Brow Beat

Cracking Movie Codes

Several supercutters have compiled instances of computers in movies and on television, but CloudFlare programmer John Graham-Cumming is going beyond the standard video or listicle by not only gathering cinematic source codes, but identifying them—on his new blog, moviecode.tumblr.com.

Featuring screen shots from shows and movies as varied as Dilbert and Clear and Present Danger, Graham-Cumming explains what the codes really are, like Java or ActionScript 3. The entire page—which began just a few days ago and is quickly gaining popularity—is worth perusing, but below are a few of his personal favorites, sent to me in an email.

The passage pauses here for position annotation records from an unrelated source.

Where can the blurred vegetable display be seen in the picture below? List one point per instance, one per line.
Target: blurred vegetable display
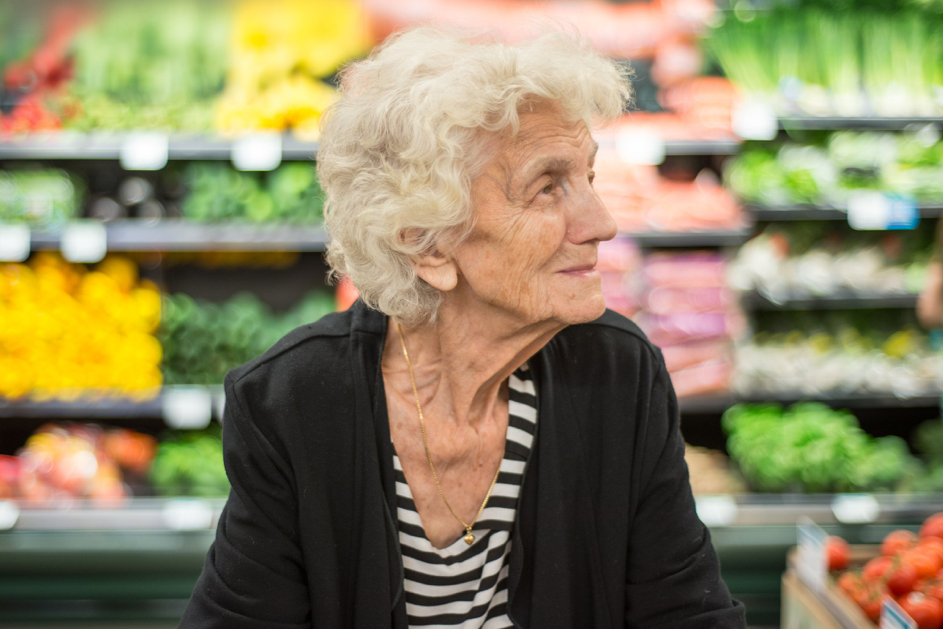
(43, 197)
(812, 448)
(202, 341)
(36, 67)
(838, 353)
(151, 66)
(64, 462)
(289, 194)
(818, 258)
(853, 58)
(70, 332)
(190, 464)
(827, 171)
(281, 51)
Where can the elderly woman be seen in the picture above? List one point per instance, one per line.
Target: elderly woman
(477, 442)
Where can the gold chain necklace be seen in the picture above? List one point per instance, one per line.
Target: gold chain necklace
(469, 538)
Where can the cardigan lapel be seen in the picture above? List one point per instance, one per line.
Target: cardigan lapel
(556, 574)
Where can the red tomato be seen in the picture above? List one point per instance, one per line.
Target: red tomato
(925, 560)
(932, 543)
(876, 568)
(838, 553)
(926, 611)
(869, 599)
(898, 541)
(933, 526)
(901, 579)
(933, 588)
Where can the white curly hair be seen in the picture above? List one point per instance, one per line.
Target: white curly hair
(415, 123)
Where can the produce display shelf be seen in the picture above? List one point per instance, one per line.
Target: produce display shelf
(180, 235)
(157, 407)
(826, 123)
(756, 300)
(202, 514)
(716, 404)
(821, 213)
(109, 146)
(655, 240)
(109, 406)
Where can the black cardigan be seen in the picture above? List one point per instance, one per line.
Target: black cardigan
(606, 532)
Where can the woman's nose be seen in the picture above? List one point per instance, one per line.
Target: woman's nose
(589, 219)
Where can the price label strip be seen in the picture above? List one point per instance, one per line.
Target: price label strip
(893, 617)
(187, 407)
(716, 510)
(258, 151)
(84, 241)
(856, 508)
(812, 558)
(144, 150)
(186, 514)
(14, 242)
(635, 146)
(875, 210)
(9, 514)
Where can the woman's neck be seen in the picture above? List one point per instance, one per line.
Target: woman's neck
(463, 359)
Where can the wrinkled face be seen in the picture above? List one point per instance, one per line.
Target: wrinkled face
(532, 252)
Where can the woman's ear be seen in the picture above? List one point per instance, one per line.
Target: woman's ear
(437, 270)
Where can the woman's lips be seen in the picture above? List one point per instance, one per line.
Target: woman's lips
(585, 270)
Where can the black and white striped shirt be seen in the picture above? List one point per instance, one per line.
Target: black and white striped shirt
(461, 585)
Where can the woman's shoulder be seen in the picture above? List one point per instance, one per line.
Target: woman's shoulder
(306, 347)
(613, 335)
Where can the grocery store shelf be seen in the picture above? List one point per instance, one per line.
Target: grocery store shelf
(105, 406)
(725, 238)
(756, 300)
(201, 514)
(182, 235)
(819, 213)
(134, 514)
(109, 146)
(179, 235)
(853, 122)
(702, 147)
(716, 404)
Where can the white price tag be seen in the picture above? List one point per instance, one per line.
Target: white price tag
(812, 556)
(716, 510)
(259, 151)
(84, 241)
(9, 514)
(637, 146)
(855, 508)
(14, 242)
(867, 210)
(755, 120)
(144, 150)
(187, 407)
(894, 617)
(871, 210)
(187, 514)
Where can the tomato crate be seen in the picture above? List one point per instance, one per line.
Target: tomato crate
(828, 608)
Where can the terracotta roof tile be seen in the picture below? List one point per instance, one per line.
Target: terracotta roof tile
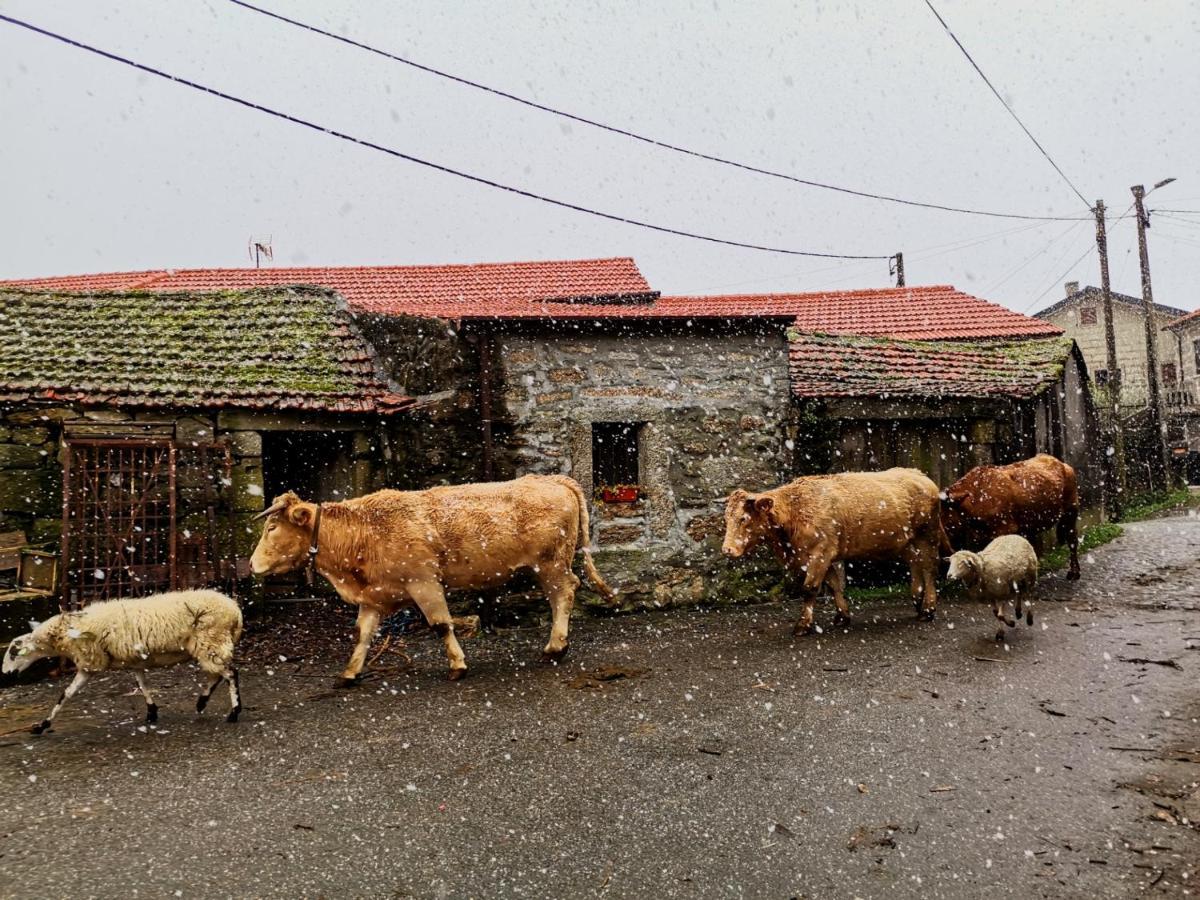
(839, 366)
(615, 287)
(259, 349)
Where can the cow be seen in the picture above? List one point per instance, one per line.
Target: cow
(395, 547)
(1024, 498)
(816, 523)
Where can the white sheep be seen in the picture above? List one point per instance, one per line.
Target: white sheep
(139, 634)
(1005, 570)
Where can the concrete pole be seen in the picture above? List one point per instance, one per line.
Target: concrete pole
(1158, 461)
(1116, 496)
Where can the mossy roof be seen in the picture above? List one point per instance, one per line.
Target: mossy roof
(281, 348)
(841, 366)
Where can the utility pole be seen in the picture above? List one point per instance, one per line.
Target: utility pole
(1114, 385)
(1158, 462)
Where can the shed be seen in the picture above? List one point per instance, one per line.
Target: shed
(141, 431)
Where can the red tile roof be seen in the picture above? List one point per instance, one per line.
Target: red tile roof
(544, 291)
(917, 313)
(442, 291)
(840, 366)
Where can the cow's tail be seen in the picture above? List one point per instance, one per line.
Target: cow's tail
(585, 538)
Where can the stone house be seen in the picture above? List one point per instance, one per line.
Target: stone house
(1080, 315)
(661, 406)
(1183, 405)
(139, 432)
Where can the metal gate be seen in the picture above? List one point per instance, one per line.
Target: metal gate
(143, 515)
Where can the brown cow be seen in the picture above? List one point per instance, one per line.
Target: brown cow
(1024, 498)
(396, 547)
(815, 523)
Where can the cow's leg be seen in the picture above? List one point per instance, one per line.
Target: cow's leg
(431, 599)
(1068, 533)
(559, 585)
(922, 557)
(79, 681)
(151, 707)
(365, 630)
(808, 587)
(837, 582)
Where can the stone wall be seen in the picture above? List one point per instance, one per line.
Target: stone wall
(713, 413)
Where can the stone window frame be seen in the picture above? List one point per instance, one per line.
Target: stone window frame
(654, 457)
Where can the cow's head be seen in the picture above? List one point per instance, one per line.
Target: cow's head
(286, 535)
(27, 649)
(748, 521)
(965, 567)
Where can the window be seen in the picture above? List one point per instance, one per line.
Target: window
(615, 454)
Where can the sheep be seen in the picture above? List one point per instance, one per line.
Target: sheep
(139, 634)
(1005, 569)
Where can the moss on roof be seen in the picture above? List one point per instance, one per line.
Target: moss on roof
(268, 348)
(847, 366)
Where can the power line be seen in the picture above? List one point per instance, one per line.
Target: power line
(408, 157)
(1011, 112)
(633, 135)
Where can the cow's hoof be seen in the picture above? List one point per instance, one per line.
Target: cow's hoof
(553, 655)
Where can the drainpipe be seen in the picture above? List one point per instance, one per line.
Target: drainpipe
(485, 401)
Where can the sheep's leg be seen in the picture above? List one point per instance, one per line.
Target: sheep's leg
(78, 682)
(231, 677)
(203, 700)
(151, 707)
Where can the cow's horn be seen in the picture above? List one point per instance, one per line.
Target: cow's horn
(274, 508)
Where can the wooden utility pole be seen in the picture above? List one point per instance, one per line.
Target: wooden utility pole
(1158, 462)
(1116, 496)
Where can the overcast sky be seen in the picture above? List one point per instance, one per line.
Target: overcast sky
(106, 168)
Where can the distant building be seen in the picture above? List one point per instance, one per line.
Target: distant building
(1080, 315)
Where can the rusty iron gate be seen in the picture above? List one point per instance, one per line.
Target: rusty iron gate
(143, 515)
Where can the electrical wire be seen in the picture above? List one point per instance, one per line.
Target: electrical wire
(1005, 103)
(634, 135)
(427, 163)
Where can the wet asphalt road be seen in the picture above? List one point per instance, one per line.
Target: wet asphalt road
(898, 759)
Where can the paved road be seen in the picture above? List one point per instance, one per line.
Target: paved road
(900, 759)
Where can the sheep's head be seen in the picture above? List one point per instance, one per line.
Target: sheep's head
(27, 649)
(286, 535)
(965, 567)
(748, 521)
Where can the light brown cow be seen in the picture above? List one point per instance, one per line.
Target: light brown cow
(396, 547)
(816, 523)
(1024, 498)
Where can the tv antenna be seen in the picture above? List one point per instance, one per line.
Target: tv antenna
(257, 250)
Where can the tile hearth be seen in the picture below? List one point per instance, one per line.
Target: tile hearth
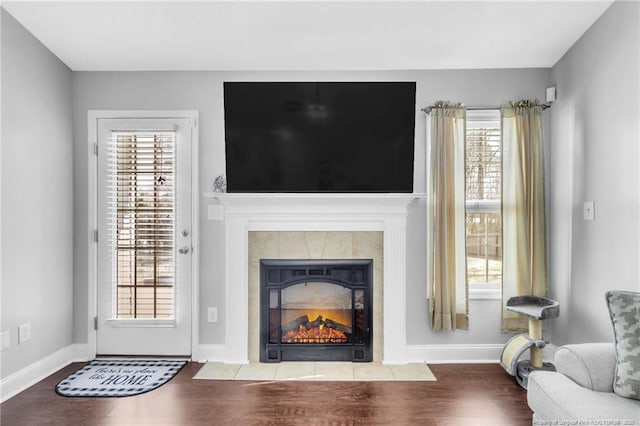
(316, 371)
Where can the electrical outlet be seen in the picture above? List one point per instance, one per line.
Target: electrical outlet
(24, 333)
(5, 340)
(588, 210)
(212, 314)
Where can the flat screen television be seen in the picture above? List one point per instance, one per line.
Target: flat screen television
(330, 137)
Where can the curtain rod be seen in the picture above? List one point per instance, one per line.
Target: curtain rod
(427, 110)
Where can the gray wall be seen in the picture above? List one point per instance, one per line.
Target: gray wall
(37, 197)
(595, 157)
(203, 91)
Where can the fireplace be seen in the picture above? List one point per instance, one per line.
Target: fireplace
(316, 310)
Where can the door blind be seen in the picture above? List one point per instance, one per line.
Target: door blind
(143, 222)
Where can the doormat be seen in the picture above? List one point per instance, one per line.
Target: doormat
(119, 377)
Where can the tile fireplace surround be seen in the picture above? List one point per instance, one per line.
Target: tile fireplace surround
(302, 226)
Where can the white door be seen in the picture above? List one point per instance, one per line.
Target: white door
(144, 236)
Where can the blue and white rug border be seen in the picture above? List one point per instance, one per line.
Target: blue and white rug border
(174, 365)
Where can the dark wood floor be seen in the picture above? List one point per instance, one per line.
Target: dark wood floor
(463, 395)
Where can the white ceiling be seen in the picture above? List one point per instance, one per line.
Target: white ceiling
(306, 35)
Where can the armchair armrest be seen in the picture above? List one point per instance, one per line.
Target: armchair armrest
(591, 365)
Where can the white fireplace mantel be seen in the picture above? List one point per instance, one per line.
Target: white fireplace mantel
(243, 213)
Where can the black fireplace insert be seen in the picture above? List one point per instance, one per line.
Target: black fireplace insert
(316, 310)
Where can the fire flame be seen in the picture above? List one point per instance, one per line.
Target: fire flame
(320, 334)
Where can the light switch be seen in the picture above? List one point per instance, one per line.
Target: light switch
(588, 210)
(215, 212)
(5, 340)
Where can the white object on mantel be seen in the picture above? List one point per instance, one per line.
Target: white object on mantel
(294, 203)
(315, 212)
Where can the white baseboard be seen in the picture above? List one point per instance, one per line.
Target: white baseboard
(455, 354)
(32, 374)
(465, 354)
(214, 353)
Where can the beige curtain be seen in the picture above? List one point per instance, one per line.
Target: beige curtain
(448, 307)
(523, 207)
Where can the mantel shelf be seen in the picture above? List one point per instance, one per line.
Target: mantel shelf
(258, 198)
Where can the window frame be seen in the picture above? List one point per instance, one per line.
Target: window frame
(474, 117)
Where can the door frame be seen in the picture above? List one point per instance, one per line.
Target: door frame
(92, 210)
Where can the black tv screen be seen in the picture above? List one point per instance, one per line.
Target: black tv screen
(302, 137)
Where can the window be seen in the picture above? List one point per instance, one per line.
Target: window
(483, 173)
(144, 189)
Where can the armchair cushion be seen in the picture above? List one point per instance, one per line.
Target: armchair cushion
(591, 365)
(624, 309)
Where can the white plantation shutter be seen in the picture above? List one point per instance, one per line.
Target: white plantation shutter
(142, 223)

The Girl With the Dragon Tattoo

Photo courtesy of moviecode.tumblr.com

As Graham-Cumming writes on the site, the code here is “apparently legitimate SQL,” or, structured query language. He says that the code looks appropriate “for what she’s trying to do,” which is research murders.

Antitrust

Photo courtesy of moviecode.tumblr.com

Graham-Cumming finds it funny that, in this poorly reviewed 2001 thriller, “the ‘Bill Gates’ character and his protégé are reading some really, really simple Java code and saying how amazing the ‘compression’ is.”

Elysium

Photo courtesy of moviecode.tumblr.com

This was the image that kicked off the Movie Code Tumblr. The code used here is copied exactly from an Intel manual.

Graham-Cumming is taking submissions, so feel free to send along your own examples.